Siyasal bilgileri tam değil, kültür eksik, daha önemli olan, yabancı dil bilmiyorlar. Yabancı dilleri yok, buna rağmen diplomat olmak istiyorlar. Dışişleri Bakanlığı’nda sınava giriyorlar.
O sırada Dışişleri Bakanı Ahmet Davutoğlu, şimdi Başbakan. O sırada Dışişleri Müsteşarı Feridun Sinirlioğlu, şimdi geçici hükümette Dışişleri Bakanı.
Diplomat olmak isteyen gençlerin çoğu belli bir geleneğin temsilcisi, belli bir ekibin üyeleri, “cemaate yakın”, 17-25 Aralık yolsuzluk iddialarından bu yana “paralel yapıdan”. Malum, 17-25 Aralık öncesinde bu gençler çok muteber.

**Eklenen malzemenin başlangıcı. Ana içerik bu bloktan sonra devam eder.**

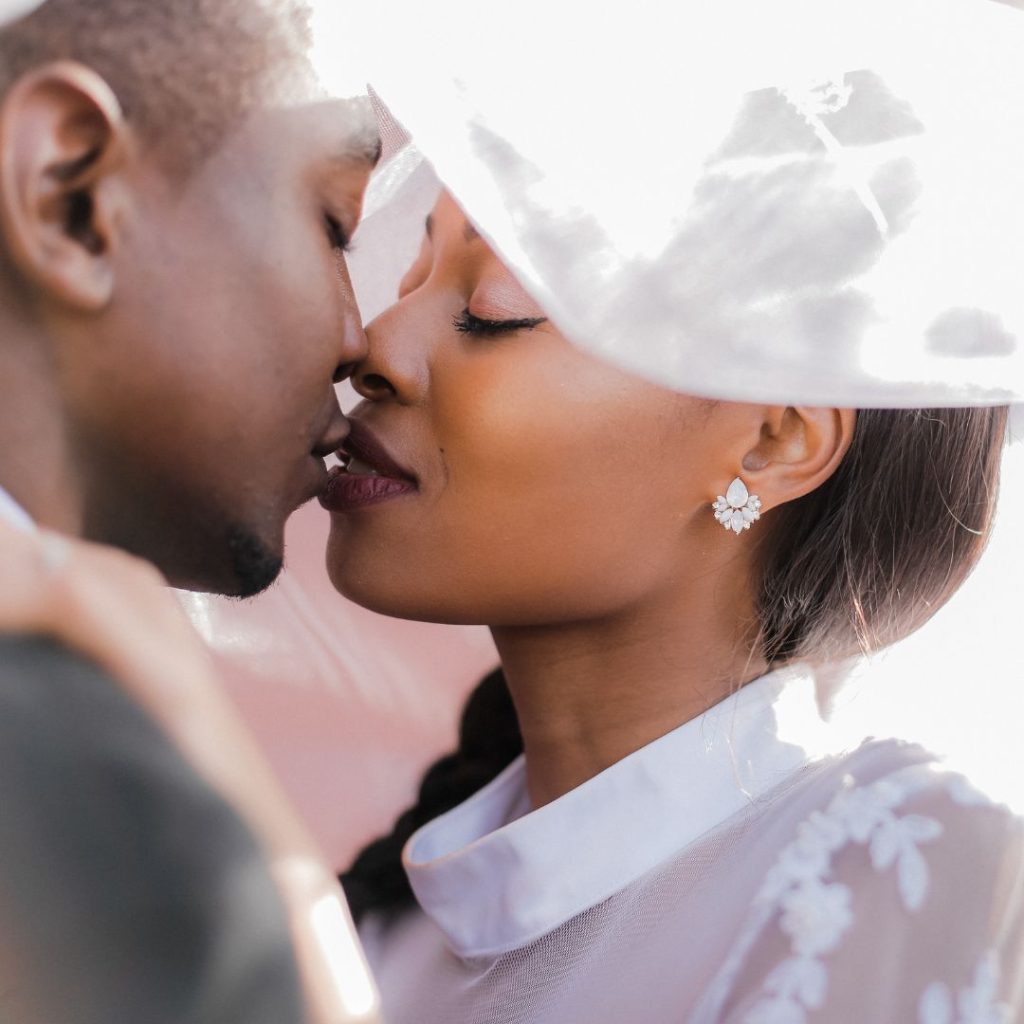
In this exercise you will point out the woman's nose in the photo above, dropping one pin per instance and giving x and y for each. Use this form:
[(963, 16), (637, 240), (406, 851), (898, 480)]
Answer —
[(395, 365)]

Yabancı dilleri mi yok, hiç fark etmez, “biz onları yabancı dil eğitimine göndeririz”. Bilgileri mi eksik, kültürleri bir diplomat olmaya mı yetmiyor, hiç fark etmez, “biz onların bu eksikliklerini tamamlatmak için, gerekli eğitimi aldırırız”. Ne de olsa, onlar cemaat üyesi, “bizim evlatlar”.
Dört-beş yıl içinde Dışişlerine “sınavla”, dikkat edin, “sınavla” bir sürü yeni memur alınıyor. O tarihteki ilk ve değişmez ölçü, “cemaat üyesi” olmak. AKP-cemaat içli, dışlı, Dışişleri bu yakınlığı ihmal etmiyor, cemaatten gelenlerin hakkını veriyor.
Buna karşılık, çağdaş, modern, bilgili, şakır şakır yabancı dil bilen gençler Dışişleri Bakanlığı kapısından geri dönüyor.
Daha önceki yıllarda Dışişleri memuru olan cemaat üyeleri var, tesadüfen Bakanlığa girmişler, cemaat öyle gözde ki, onların arasında 37 yaşında büyükelçi atananlar var. 37 yaşında büyükelçilik öyle kolay değil. Ancak, o sırada liyakat, kıdem, yetenek geride, cemaat önde.
Gel zaman, git zaman, cemaat oluyor sana “paralel”, en büyük düşman. Poliste, askerde, yargıda, iş dünyasında, medyada tam bir cemaat avı başlıyor. Gün olmuyor ki, Türkiye’nin herhangi bir ilinden ya da aynı anda birkaç ilinden “cemaat operasyonu” haberi gelmesin. Gözaltılar, tutuklamalar, şirket basmalar, kayyum atamalar, TV karartmalar, gazetelere el koymalar, cemaate inanılmaz bir öfke, tam bir kan davası. Sık sık iddianameler yayınlanıyor, şunlar şunlar bir numaralı, bunlar iki, ötekiler üç numaralı sanık, yurt dışında ise, kırmızı bülten, v.s.
Ya el bebek, gül bebek Dışişlerine alınan genç memurlar ne olacak? Onlar gibi, devletin başka dairelerinde çalışan, başka birimlerine alınan cemaat üyesi olduğu tespit edilen memurlar ne olacak? Kısaca, “cemaate yakın memurların” kaderi ne olacak?
Onlar devlet memur, atsan atamazsın, satsan satamazsın, onlara formül bulunuyor. İster Dışişleri, ister başka devlet dairesi, onlara işten el çektiriliyor, atılamadıkları için de, onları aynı yerde toplamak üzere, Başbakanlıkta bir havuz oluşturuluyor, yani işlevsiz bir daire.
Daha sonra başka bir formül bulunmaz ise, onlar bu havuzda toplanacak. Bir zamanlar baş tacı, şimdi tu-kaka.
İşin ironisi ise, örneğin Dışişlerinde bu ayıklamayı yapan, geçmişte müsteşar olarak bu insanları Dışişlerine alan Feridun Sinirlioğlu. Alan ve atan aynı imza. Bir zamanlar güle oynaya yabancı dil öğrenimine gönderdiklerini, şimdi havuza gönderiyor. Çok tutarlı, zaman neyi emrediyorsa, ona ayak uydurmak tam bir beceri. Herkese nasip olmaz, Sinirlioğlu da bu beceriye sahip.
Bir zamanlar Süleyman Demirel Cumhurbaşkanı, Sinirlioğlu Demirel’in danışmanı. Şimdi AKP’nin gözdesi, bakan olacak kadar. Cemaatçileri al, alıyor, at, atıyor.
Havuz hızla doluyor. Yakında taşacak.